La question est naturelle; mais la réponse est facile.
Pour qu'une découverte soit ainsi généralement adoptée, il faut qu'elle ait obtenu l'assentiment d'un grand nombre d'individus. Cet assentiment ne peut avoir lieu que quand ces individus sont convaincus de ses avantages; pour acquérir cette conviction, il faut qu'ils fassent eux-mêmes les expériences nécessaires, et pour peu que ces expériences demandent quelque attention ou présentent quelques difficultés, la paresse, l'insouciance les ont bientôt abandonnées.

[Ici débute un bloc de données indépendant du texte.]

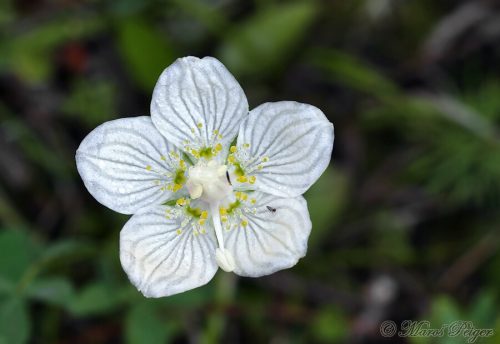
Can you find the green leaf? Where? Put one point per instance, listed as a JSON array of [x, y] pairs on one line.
[[330, 326], [350, 71], [65, 250], [144, 325], [145, 51], [95, 299], [14, 321], [29, 54], [265, 41], [17, 252], [56, 291], [91, 101], [326, 200]]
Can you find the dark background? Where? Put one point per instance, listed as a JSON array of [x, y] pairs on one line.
[[405, 220]]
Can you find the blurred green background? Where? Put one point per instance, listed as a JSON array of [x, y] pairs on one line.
[[405, 221]]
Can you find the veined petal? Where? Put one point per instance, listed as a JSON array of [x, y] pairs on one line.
[[197, 104], [164, 254], [270, 234], [283, 148], [126, 164]]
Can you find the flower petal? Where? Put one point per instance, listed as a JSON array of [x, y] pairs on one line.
[[285, 146], [272, 238], [126, 164], [161, 259], [197, 104]]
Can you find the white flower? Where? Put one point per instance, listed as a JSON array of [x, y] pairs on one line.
[[198, 202]]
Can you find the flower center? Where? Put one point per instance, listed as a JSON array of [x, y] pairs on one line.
[[208, 181]]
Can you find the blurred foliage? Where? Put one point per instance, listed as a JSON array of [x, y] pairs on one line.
[[405, 221]]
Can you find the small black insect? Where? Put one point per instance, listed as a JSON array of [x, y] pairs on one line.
[[271, 209]]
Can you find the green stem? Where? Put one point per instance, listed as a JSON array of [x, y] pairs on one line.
[[225, 290]]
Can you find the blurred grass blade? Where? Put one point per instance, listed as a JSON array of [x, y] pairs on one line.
[[325, 200], [17, 253], [56, 291], [146, 52], [263, 44], [144, 325], [349, 71], [14, 321], [28, 53]]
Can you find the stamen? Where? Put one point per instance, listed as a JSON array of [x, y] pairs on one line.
[[223, 257]]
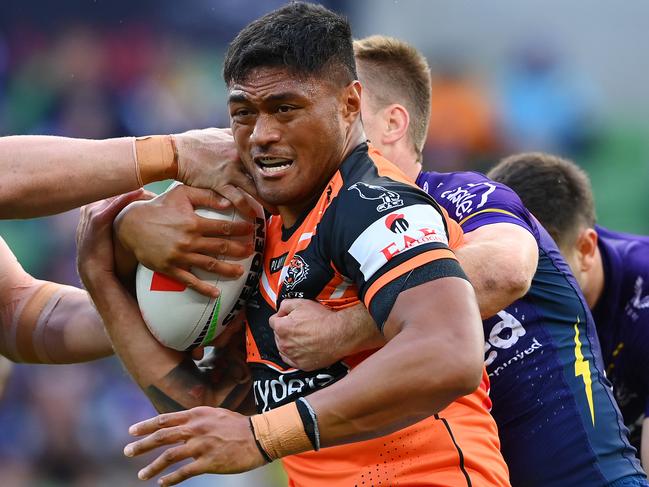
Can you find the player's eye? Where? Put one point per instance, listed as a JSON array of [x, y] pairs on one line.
[[241, 112], [285, 108]]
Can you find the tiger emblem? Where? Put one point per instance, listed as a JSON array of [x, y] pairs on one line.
[[296, 272]]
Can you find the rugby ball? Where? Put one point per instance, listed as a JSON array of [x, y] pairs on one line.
[[183, 319]]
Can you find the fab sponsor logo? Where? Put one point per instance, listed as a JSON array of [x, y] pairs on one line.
[[397, 232]]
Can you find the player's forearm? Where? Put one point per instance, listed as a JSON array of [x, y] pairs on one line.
[[417, 374], [74, 332], [499, 268], [170, 379], [43, 175], [46, 322]]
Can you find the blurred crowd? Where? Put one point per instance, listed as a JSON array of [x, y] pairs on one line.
[[66, 425]]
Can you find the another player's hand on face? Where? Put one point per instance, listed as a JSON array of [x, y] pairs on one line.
[[94, 236], [208, 158], [307, 334], [219, 441], [167, 236]]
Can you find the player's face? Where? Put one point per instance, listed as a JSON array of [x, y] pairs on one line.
[[290, 133]]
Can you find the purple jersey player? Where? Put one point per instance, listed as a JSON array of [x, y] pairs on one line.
[[612, 269], [556, 416]]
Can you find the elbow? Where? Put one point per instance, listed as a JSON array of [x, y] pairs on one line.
[[465, 377], [460, 375], [519, 282]]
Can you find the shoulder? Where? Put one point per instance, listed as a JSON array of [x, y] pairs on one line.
[[373, 186], [632, 262]]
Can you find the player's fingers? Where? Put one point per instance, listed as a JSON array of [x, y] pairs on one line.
[[193, 282], [148, 195], [161, 437], [206, 198], [288, 360], [151, 425], [210, 227], [223, 247], [198, 353], [183, 473], [167, 458], [212, 264]]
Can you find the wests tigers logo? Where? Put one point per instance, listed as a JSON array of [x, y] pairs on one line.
[[296, 272]]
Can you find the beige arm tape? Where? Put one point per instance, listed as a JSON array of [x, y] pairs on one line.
[[156, 158], [280, 432]]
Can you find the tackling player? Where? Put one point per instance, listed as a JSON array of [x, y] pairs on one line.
[[547, 380], [612, 269], [348, 230]]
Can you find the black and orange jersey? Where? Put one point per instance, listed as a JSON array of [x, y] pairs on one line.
[[370, 236]]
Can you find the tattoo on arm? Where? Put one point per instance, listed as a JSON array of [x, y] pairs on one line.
[[192, 386]]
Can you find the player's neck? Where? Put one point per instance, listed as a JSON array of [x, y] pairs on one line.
[[595, 287], [292, 213], [404, 158]]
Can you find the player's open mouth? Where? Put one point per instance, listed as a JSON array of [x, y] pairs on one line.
[[273, 165]]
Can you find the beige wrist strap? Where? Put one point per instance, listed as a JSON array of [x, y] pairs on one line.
[[280, 432], [156, 158]]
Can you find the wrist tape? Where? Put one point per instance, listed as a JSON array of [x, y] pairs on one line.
[[286, 430], [156, 158]]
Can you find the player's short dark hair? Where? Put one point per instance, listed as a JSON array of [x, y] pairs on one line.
[[306, 38], [555, 190], [401, 75]]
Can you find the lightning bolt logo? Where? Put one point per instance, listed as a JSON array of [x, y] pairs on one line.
[[582, 367]]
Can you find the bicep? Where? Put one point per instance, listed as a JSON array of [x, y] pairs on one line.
[[445, 308]]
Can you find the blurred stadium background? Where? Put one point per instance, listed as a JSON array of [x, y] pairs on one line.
[[565, 77]]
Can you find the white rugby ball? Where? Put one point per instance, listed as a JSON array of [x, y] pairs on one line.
[[183, 319]]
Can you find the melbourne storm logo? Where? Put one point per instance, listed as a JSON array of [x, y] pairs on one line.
[[389, 199], [296, 272]]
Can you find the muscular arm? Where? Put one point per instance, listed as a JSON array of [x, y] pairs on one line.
[[430, 373], [500, 260], [170, 379], [46, 322], [44, 175]]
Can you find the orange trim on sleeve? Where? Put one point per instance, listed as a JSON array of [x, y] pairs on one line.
[[409, 265]]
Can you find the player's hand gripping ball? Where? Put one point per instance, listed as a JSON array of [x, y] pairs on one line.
[[183, 319]]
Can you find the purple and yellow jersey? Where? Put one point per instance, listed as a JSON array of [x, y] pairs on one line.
[[622, 319], [556, 415]]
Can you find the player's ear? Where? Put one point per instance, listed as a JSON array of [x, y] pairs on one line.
[[352, 101], [398, 121], [586, 248]]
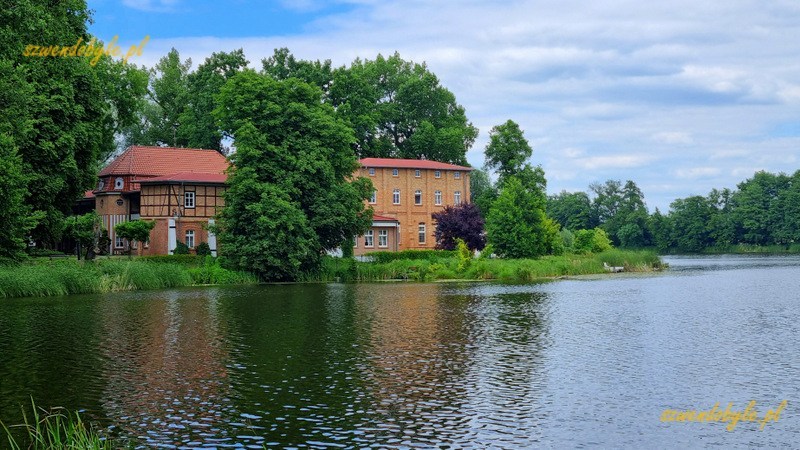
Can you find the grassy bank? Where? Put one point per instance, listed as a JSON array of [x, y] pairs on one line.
[[53, 429], [446, 267], [63, 277]]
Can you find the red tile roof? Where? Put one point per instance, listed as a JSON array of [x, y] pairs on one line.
[[410, 164], [377, 218], [187, 177], [159, 161]]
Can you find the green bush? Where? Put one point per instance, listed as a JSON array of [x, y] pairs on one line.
[[203, 249]]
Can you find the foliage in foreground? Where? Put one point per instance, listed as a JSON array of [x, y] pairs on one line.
[[508, 270], [54, 429], [66, 277]]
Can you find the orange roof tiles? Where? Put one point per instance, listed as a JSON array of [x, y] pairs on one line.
[[410, 164], [188, 177], [159, 161]]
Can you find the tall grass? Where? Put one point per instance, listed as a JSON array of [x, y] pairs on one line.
[[55, 429], [65, 277], [511, 270]]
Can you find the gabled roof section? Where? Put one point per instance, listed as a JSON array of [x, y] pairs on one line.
[[188, 177], [159, 161], [410, 164]]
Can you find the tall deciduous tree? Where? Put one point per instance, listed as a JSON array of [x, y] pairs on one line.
[[291, 194], [508, 150], [198, 127], [463, 222], [59, 114], [399, 109]]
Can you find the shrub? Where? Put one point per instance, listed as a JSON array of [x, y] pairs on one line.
[[203, 249]]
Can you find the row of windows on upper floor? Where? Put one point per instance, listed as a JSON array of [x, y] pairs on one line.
[[417, 173], [437, 197], [383, 237]]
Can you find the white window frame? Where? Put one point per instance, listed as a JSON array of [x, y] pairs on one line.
[[369, 239], [187, 196], [383, 238]]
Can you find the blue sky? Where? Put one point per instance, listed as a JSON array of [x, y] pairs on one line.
[[679, 96]]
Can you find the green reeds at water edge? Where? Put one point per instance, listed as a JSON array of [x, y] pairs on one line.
[[54, 429], [507, 270], [50, 278]]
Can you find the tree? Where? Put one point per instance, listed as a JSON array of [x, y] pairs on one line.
[[159, 121], [198, 127], [463, 222], [508, 150], [60, 114], [572, 210], [398, 109], [282, 65], [135, 230], [86, 230], [482, 191], [291, 194], [690, 223], [517, 226]]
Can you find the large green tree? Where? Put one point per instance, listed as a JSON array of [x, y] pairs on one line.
[[198, 128], [398, 109], [291, 194], [59, 114], [508, 150]]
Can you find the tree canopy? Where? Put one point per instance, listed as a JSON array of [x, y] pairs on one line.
[[291, 195]]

D'ailleurs, avant que le procédé fût mis au jour, beaucoup de personnes et quelques-unes même très-distinguées par leurs connaissances en physique et en chimie, ne voulaient pas croire à la simplicité du procédé. Plus le résultat était extraordinaire, plus elles s'en méfiaient; et parmi les personnes instruites dont nous venons de parler, il s'en est rencontré qui sont allées jusqu'à prétendre que quelques ingrédiens secrets et même dangereux étaient le principe et la base de la conservation.
Aujourd'hui que le procédé est au grand jour, ces doutes doivent nécessairement disparaître; et quand on peut par soi-même, et avec la plus grande facilité, s'assurer de la simplicité du procédé et de l'excellence du résultat, il faut bien céder à l'évidence.
Quel est, au surplus, l'intérêt actuel de l'auteur de cette découverte? de vendre les substances qu'il a conservées? Il en offre, en effet, aux consommateurs; mais son but a toujours été de faire jouir tous les établissemens publics, et particulièrement la marine et tous les ménages, du fruit de ses longs travaux.
Sa méthode n'a plus rien de caché: il l'a décrite, il entre dans les plus petits détails; il craint tant que l'inexpérience fasse manquer ses procédés, qu'il croit n'en avoir jamais assez dit pour prévenir jusqu'aux moindres inconvéniens. Elle est de la plus facile exécution dans les grandes opérations, et présente, comparativement aux approvisionnemens habituels pour la nourriture des marins, une économie de 40 à 50 pour cent, déduction faite des avaries. Les administrations trouveront plus d'avantages dans les fournitures par entreprises qu'en faisant confectionner ces conserves dans des établissemens dirigés à leurs frais.
C'est pour vous particulièrement qu'il écrit, tendres et intéressantes mères, qui êtes pour vos familles une seconde providence. Hâtez-vous de mettre ces procédés en pratique, hâtez-vous de recueillir avec soin le superflu de ces fruits, de ces légumes que les saisons favorables vous offrent en abondance, et dont une maturité trop prompte va bientôt vous priver. Un jour viendra où, dans le triste hiver, la bouche enflammée de vos enfans malades sera délicieusement rafraîchie par ces substances salutaires. Un jour viendra où vous offrirez, avec une douce satisfaction, ces légumes agréables et ces fruits délicats que votre prévoyance aura su conserver. Le plaisir commandera la reconnaissance, le bonheur de votre famille sera votre récompense, et, pour faire tant de bien, il ne vous aura fallu que le vouloir.
Mais, dira-t-on avec quelque impatience, quel est donc ce principe conservateur qui opère tant de merveilles?
C'est la chaleur, le feu.
Ce principe si pur agit de la même manière et opère les mêmes effets sur toutes les substances alimentaires; c'est son action bienfaisante qui, en les dégageant du ferment toujours destructif de leurs qualités primitives, ou en le neutralisant, leur imprime ce sceau d'incorruptibilité si fécond en heureux résultats.